/ Interesting articles on BMI
The BMI scale and why it needs some adjustment, any thoughts?
New BMI = 1.3 x weight, divided by height to the power 2.5.
The new scale moves me from the top of the normal weight band to somewhere around the middle but will shift shorter people the other way.
I cannot really see that it solves anything. It drops my BMI from 22.8 to 20.8, I am 5'9" so not exactly tall.
We know why some athletes don't fit within BMI calculations, we also know a lot of fat knackers use this as an excuse.
I prefer the excuse that it's my glands. I have very heavy glands, you know.
Agreed - it still all feels rather arbitrary as it doesn't differentiate what *sort* of weight it is (e.g. muscle, fat, heavy glands (!), etc)
I heard a comedian on Radio 4 say theat Eric Pickles weight was down to his massive glands, unfortunately my car stereo is rubbish and I heard "Eric Pickles weight is due to his massive glans". I nearly crashed my car.
I think it works as a basic indicator, but shouldn't be used in isolation.
I tend to go with the idea of looking at yourself naked in the mirror and being honest, but we know that our self image cannot always be relied on.
seems to answer some height specific issues for outlying groups but since it misses the main problem cant see it helping much.

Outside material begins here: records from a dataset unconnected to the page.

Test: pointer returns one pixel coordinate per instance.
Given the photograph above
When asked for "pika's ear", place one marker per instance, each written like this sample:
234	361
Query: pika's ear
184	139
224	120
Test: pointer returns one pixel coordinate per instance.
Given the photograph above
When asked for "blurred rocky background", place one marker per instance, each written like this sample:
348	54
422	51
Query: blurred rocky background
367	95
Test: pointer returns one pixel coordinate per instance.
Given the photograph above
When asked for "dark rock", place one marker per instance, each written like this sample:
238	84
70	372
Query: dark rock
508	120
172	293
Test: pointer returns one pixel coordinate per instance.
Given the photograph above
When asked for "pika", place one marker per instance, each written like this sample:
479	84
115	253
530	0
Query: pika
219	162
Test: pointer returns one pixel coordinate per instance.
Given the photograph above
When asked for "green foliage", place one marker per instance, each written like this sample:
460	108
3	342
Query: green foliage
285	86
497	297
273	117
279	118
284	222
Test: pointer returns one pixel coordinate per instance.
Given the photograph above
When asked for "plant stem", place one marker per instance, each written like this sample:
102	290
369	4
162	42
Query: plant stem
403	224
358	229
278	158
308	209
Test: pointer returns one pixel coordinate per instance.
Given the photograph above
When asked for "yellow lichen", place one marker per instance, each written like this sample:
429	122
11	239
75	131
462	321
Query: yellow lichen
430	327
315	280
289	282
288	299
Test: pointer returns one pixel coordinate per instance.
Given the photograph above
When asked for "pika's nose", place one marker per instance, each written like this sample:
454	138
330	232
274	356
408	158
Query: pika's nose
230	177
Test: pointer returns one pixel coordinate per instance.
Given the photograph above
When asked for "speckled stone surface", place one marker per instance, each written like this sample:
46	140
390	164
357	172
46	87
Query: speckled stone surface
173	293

That said if it does make it a bit more accurate for some since so many people insist on using it might help a bit.
From that BBC article, it seems odd to me that he talks about the problems with BMI being a single number that doesn't describe individuals at all well, and then proposes a slightly different single number that doesn't describe people at all well. "I've identified the main problem here, and come up with a solution that doesn't bother to address that at all."
Odder, further down there's a mention of MRI and DEXA scans with regard to body fat percentage, and then nothing else as if those very precise (and very expensive) methods are the only way to even vaguely measure it.
If you wanted to change the way BMI works to make it reflect the physique of an individual better, why not chuck in another measurement, like waist circumference, to get an idea of body shape? Or keep the existing BMI (which seems to work just fine for considering populations) and add a simple approximate measure of body fat (like the "US Navy" approach) when dealing with individuals?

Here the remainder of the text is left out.